「こんな軌道、見たことがない! おそらく、世界でも彼だけじゃないかな。少なくとも日本では大谷くんだけだと思う。彼の日本人最速を記録した165kmのストレートは、重力を消してしまった……」

 理化学研究所の“魔球博士”こと、姫野龍太郎先生に、大谷投手の分析をお願いすると、驚きと笑顔が入りまじり、興奮気味にこう語った。姫野先生が驚愕した「重力を消した」ことを証明するのが掲載した図だ。

「一般的に、速いストレートでもボールは重力で落ちる。大谷くんの161kmのストレートでも、ボール1個分(65mm)、落ちるんです。

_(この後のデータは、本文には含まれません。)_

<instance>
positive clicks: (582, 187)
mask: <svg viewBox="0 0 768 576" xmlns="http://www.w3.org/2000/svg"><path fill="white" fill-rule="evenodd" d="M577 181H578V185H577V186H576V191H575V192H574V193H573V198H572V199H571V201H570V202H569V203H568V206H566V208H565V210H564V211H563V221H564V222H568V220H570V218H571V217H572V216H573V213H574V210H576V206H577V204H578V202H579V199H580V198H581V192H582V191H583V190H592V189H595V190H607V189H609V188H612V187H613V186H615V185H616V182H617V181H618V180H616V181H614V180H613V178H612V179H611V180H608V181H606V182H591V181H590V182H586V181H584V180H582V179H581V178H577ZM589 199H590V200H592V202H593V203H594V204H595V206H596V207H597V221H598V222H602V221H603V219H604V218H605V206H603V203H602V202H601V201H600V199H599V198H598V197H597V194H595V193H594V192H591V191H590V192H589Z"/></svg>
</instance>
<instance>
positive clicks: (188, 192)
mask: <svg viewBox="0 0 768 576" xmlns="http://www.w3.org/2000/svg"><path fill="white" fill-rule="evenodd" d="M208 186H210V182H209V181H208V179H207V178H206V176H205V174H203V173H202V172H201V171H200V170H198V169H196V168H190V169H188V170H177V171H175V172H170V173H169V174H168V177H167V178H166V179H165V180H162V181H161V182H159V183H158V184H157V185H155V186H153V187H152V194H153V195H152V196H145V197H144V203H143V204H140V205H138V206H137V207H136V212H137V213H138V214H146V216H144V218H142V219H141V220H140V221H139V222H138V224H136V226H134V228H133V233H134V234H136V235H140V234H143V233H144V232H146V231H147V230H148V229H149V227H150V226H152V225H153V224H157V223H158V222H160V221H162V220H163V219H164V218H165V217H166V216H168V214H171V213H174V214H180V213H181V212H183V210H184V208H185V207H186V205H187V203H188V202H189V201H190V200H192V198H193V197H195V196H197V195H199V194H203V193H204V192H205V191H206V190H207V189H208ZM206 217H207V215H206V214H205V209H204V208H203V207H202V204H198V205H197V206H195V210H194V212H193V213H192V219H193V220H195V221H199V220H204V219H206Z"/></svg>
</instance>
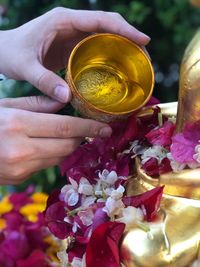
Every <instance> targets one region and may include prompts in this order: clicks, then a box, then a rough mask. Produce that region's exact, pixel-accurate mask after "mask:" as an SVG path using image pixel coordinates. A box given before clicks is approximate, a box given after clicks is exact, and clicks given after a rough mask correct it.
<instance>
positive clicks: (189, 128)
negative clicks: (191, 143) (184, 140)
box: [183, 120, 200, 144]
mask: <svg viewBox="0 0 200 267" xmlns="http://www.w3.org/2000/svg"><path fill="white" fill-rule="evenodd" d="M183 135H184V137H185V138H186V139H188V140H191V141H192V142H194V143H196V144H197V143H198V142H199V140H200V120H199V121H197V122H193V123H187V124H186V126H185V128H184V130H183Z"/></svg>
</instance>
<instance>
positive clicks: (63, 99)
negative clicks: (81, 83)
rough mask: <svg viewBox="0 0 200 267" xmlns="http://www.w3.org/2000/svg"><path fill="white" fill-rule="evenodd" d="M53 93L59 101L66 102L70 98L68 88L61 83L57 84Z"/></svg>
mask: <svg viewBox="0 0 200 267" xmlns="http://www.w3.org/2000/svg"><path fill="white" fill-rule="evenodd" d="M54 95H55V97H56V99H57V100H58V101H60V102H61V103H67V102H68V101H69V99H70V92H69V88H67V87H65V86H62V85H57V86H56V88H55V90H54Z"/></svg>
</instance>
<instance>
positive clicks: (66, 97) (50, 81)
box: [24, 61, 71, 103]
mask: <svg viewBox="0 0 200 267" xmlns="http://www.w3.org/2000/svg"><path fill="white" fill-rule="evenodd" d="M24 76H25V77H24V79H25V80H27V81H28V82H30V83H31V84H32V85H33V86H35V87H36V88H38V89H39V90H40V91H41V92H43V93H44V94H46V95H48V96H50V97H51V98H53V99H55V100H57V101H59V102H61V103H68V102H69V101H70V99H71V91H70V89H69V86H68V84H67V83H66V82H65V81H64V80H63V79H62V78H61V77H59V76H58V75H56V74H55V73H54V72H52V71H50V70H48V69H46V68H45V67H43V66H42V65H41V64H40V62H39V61H36V62H34V63H32V65H31V68H30V70H29V69H27V70H26V72H25V73H24Z"/></svg>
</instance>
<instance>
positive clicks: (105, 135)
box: [99, 127, 112, 137]
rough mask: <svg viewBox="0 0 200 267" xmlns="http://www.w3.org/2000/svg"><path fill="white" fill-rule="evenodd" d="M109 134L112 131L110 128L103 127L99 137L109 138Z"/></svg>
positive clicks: (100, 132) (100, 130) (99, 132)
mask: <svg viewBox="0 0 200 267" xmlns="http://www.w3.org/2000/svg"><path fill="white" fill-rule="evenodd" d="M111 134H112V129H111V128H110V127H103V128H102V129H101V130H100V132H99V135H100V137H110V136H111Z"/></svg>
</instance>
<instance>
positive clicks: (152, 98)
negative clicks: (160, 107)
mask: <svg viewBox="0 0 200 267" xmlns="http://www.w3.org/2000/svg"><path fill="white" fill-rule="evenodd" d="M158 104H160V100H158V99H157V98H156V97H155V96H152V97H151V98H150V99H149V101H148V102H147V104H146V105H145V107H148V106H153V105H158Z"/></svg>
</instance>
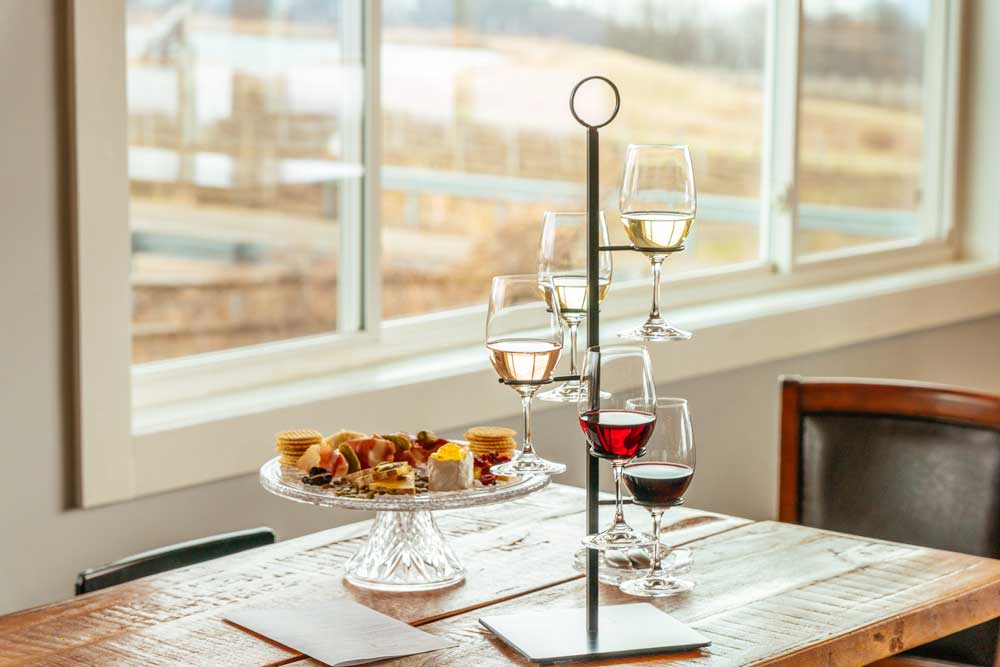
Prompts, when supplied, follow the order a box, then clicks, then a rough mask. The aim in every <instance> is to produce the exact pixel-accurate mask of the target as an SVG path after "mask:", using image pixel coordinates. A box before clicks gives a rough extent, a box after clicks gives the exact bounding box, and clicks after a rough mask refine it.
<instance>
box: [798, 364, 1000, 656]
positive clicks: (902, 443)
mask: <svg viewBox="0 0 1000 667" xmlns="http://www.w3.org/2000/svg"><path fill="white" fill-rule="evenodd" d="M781 392H782V395H781V396H782V398H781V478H780V487H779V488H780V498H779V518H780V519H781V520H782V521H789V522H793V523H801V524H804V525H808V526H813V527H816V528H826V529H829V530H836V531H841V532H845V533H854V534H857V535H864V536H866V537H874V538H879V539H885V540H892V541H895V542H905V543H908V544H916V545H920V546H926V547H932V548H935V549H946V550H949V551H960V552H964V553H969V554H974V555H977V556H987V557H991V558H997V557H1000V396H993V395H989V394H983V393H978V392H973V391H967V390H963V389H957V388H952V387H942V386H935V385H928V384H921V383H913V382H895V381H878V380H852V379H839V378H838V379H810V380H801V379H798V378H783V379H782V388H781ZM997 632H998V624H997V622H995V621H993V622H990V623H986V624H983V625H981V626H977V627H975V628H971V629H969V630H966V631H964V632H960V633H957V634H955V635H951V636H949V637H946V638H944V639H941V640H938V641H936V642H932V643H930V644H927V645H925V646H923V647H920V648H919V649H917V650H915V651H914V653H917V654H919V655H923V656H926V657H936V658H944V659H948V660H956V661H960V662H964V663H967V664H973V665H984V666H992V665H995V664H998V663H997V662H996V661H997V636H998V635H997Z"/></svg>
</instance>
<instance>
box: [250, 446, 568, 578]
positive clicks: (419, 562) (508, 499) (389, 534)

でも、165kmだと、直線。まっすぐにボールが飛んでくる。誰も見たことのない軌道です。僕は、ボールをまっすぐ投げるのは不可能だと勝手に思ってましたからね。常識を覆しました。

 ボールの回転が速いほど、浮揚する力が生まれますが、大谷くんは、165kmだと40.5回転/秒。クルーンが157kmで43.5回転/秒なので、大谷くんは意識して回転数を上げているわけではないようです。

 もし、彼が回転数を上げる努力をしたら、ボールは本当にホップします」

 大谷投手は、151kmのフォークボールも投げる。高速フォークと呼ばれる“スプリット”ではない。フォークは、スプリットよりもボールに風の抵抗力を与えるように投げ、重力で落ちる。165kmのストレートに対して、どれくらい落ちるのか?

「推定ですが、74cm落ちています。ボールにサイドスピンがかかり、シュート回転で10回転/秒。バッターがワンバウンドするボールを振ってしまうのは仕方がないですね。151kmのボールはストレートに見えるし、振りにいったら74cm落ちるわけですから、バットに当たりません。彼は間違いなくメジャーで通用しますよ」

 大谷投手を攻略する方法は?

「明確です。ストレートを狙うしかない。1球めから160kmのストレートがくると思って打ちにいくしかない。このスピードの変化球は打てません」
 

 160kmのストレートを神スイングで打つ。大谷投手を打てるのは、打者・大谷しかいないのではなかろうか……。